Referee response for version 2

Akihiko Nakano 1, Daisuke Miyashiro 1

It was a kind of surprising outcome, but anyway it was good the SVI adequately addressed the problems. We approve that the authors' revisions are reasonable.

We have read this submission. We believe that we have an appropriate level of expertise to confirm that it is of an acceptable scientific standard.

F1000Res. 2017 Jun 26. doi: 10.5256/f1000research.12718.r23779

Referee response for version 1

Vladimir Denic 1, Nicholas Weir 2

In this manuscript, Day et al. provide a protocol for preventing signal loss resulting from deconvolution of low-intensity fluorescence microscopy images by the Huygens deconvolution software. The authors convincingly demonstrate that image pre-processing using a Gaussian filter prevents loss of low-intensity fluorescent objects in the deconvolved image. Their method is well-described except for the omission of a few details (see below). Their experimental validation demonstrates the power of the method but might be further strengthened by small additional experiments that confirm a one-to-one correspondence between low-intensity structures derived by their image processing and the same structures derived by detection of higher-intensity signals.

Description of methods:

The authors clearly describe the rationale for their method and how it fits with pre-existing deconvolution technologies. The flow of their analysis pipeline is generally well-described, though some important details are left out:

  1. How is the standard deviation (sigma) of the Gaussian filter determined? Is it empirically optimized to produce minimal loss of signal? After optimization for one image, can the same sigma be reliably applied to other images from the same dataset with consistent results?
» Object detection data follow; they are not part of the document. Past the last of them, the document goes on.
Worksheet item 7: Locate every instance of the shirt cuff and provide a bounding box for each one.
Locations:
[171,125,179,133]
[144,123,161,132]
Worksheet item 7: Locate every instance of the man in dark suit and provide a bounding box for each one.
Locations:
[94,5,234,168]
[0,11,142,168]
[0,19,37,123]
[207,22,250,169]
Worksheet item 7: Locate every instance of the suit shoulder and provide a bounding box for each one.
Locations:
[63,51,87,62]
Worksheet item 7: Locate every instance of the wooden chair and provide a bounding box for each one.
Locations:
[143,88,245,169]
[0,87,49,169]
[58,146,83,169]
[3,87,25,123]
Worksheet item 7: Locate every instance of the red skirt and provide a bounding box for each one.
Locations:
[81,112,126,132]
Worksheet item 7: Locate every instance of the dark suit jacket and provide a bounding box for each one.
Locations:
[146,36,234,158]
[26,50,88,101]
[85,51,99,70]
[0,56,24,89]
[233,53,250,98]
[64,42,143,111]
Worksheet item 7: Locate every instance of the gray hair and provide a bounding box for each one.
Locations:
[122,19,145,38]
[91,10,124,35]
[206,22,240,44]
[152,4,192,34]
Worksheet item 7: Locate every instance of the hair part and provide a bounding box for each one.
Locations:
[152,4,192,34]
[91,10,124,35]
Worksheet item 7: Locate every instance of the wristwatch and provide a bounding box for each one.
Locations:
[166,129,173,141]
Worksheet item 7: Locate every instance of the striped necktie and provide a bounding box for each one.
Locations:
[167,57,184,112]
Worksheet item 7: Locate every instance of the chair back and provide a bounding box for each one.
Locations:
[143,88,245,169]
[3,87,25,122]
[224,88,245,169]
  2. The authors should address possible artifacts that may arise from spreading fluorescence detected by an SPC to adjacent pixels. Is it appropriate to artificially spread photons from single pixels to adjacent regions that may not contain excited fluorophores? How does this relate point-spread fluorescence of multiple photons to adjacent regions in high-intensity images?

 

Figures 3-4 contain all essential information for intepretation of the figure and do not require additional work. Minor adjustments are recommented for Figures 1 and 2, and a small additional experiment is recommended for Figure 1:

Figure 1:

  • Because of mobility of imaged structures within the cell, it is difficult to fully ascertain whether blurring and deconvolution of low-intensity fluorescence results in the appearance of biologically relevant structures or artificial creation of structures from background noise. This issue could in principle be resolved by: 1. repeating the experiment in Figure 1 with fixed cells in which the structures are immobile, allowing more direct comparison between visualized structures with 8 scans vs. 1 scan; or (to avoid potential cell fixation artifacts introduced by the above approach) 2. a high-abundance protein that colocalizes with the dim structures could be fluorescently labeled in a second channel and co-visualized (alternatively, a second copy of the same protein could be fused to a bright fluor). This would help validate the expection that the blurred, deconvolved weak signal co-localizes with a stronger marker for the same structure.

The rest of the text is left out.